My mom has gone back and forth on her own religion, but she has never bothered me about my atheism because she knows that it comes from a place of personal reflection and understanding of myself. I think my dad is probably agnostic/atheist anyway and certainly doesn't challenge me on it but our discussions in the area tend to be abstract rather than personal.
It goes back to some of photon's much earlier posts about not wanting to derail the thread by getting into a discussion of belief versus knowledge, but in many ways he is absolutely correct that the distinction is critical to what we are talking about.
In epistemological circles, the question is often discussed as being a distinction between coherentism and foundationalism. Foundationalism requires that you find some base piece of incontrovertible knowledge and develop a logical framework from there to justify making a claim that something is knowledge rather than belief.
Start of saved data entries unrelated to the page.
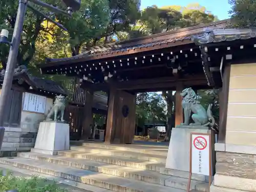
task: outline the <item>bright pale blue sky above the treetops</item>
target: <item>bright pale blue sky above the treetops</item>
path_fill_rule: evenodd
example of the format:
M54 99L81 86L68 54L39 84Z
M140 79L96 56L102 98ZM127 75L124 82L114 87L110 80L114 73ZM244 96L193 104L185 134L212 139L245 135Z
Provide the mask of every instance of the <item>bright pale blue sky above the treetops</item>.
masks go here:
M156 5L157 7L168 5L186 6L190 3L199 3L201 6L204 6L208 11L211 11L212 14L217 15L220 20L229 18L228 11L230 10L230 5L228 4L228 0L141 0L141 9L152 5Z

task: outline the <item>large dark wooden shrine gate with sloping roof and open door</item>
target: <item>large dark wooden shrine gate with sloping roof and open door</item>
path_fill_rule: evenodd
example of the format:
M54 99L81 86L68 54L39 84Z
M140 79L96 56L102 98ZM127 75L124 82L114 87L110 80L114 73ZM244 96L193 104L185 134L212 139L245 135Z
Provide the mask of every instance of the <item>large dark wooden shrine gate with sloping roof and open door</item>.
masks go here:
M222 87L221 73L215 70L221 58L207 60L208 53L191 36L226 24L227 20L222 20L96 47L70 58L47 59L40 69L45 74L75 76L87 90L83 139L90 135L93 92L101 90L109 93L105 142L132 143L136 93ZM181 100L176 94L176 124L183 120Z

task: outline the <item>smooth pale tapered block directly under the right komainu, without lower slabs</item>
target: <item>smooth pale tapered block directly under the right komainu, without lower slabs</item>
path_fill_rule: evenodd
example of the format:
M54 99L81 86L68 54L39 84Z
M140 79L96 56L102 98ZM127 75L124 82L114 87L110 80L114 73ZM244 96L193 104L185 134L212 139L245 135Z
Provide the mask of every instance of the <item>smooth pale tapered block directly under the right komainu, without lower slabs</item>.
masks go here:
M200 126L200 129L174 128L170 137L165 168L189 172L190 134L210 132L206 126Z

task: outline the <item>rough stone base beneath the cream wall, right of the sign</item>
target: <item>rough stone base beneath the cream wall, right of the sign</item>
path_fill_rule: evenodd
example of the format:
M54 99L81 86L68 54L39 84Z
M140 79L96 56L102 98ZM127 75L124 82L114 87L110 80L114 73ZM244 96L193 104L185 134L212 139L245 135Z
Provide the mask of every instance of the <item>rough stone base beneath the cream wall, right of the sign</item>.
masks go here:
M210 192L256 191L256 156L217 152L216 175Z

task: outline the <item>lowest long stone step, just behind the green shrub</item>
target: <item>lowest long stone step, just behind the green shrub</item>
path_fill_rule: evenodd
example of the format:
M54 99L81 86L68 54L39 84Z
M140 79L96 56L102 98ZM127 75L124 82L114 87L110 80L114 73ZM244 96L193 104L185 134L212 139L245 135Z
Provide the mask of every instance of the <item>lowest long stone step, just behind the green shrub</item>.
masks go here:
M26 159L21 157L0 158L0 163L32 170L38 173L65 178L84 184L90 184L116 192L185 192L185 190L182 189L91 172L84 169L51 164L34 159Z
Its major weakness is that soemone can always challenge the truth claim for the original foundational knowledge leading to an unavoidable infinite regress. On the other hand coherentism says that if we have a bunch of different pieces of evidence, all of which hangs together in a consistent framework to support a truth claim, that should suffice to designate that claim as knowledge rather than just belief. However, the challenge to coherentists is the question, 'If something about how the evidence goes together makes the truth claim stronger, then shouldn't that be a foundational claim itself because it could be applied to different types of evidence or situations." That then leads to the infinite regress of asking what characteristics of a group of coherent evidence makes it worthy of converting a truth claim from belief to knowledge.
In an argument/discussion about religion, we all draw our own lines. I tend to lean towards a coherentist view, in that evidence from various sources that are reliable in other contexts such as physics, math, biology, geology, history, psychology and others paint a coherent picture in which the supernatural element of a god is not necessary. It doesn't mean everything is explained, but to maintain consistency and coherence of my knowledge claims, God is not a useful concept.
A foundationalist might think differently in some respects and focus on one specific idea, such as complexity and decide that that one issue, for which there is no satisfactory explanation in their mind, supports the belief in a supernatural agency.
Neither is necessarily wrong nor right, nor, despite appearances, are they necessarily mutually exclusive. Like atheism, one would be a strong foundationalist and weak coherentist at the same time to some degree for example.
It's a truly fascinating area of philospohy, but definitely steers away from the topic at hand if you get into it.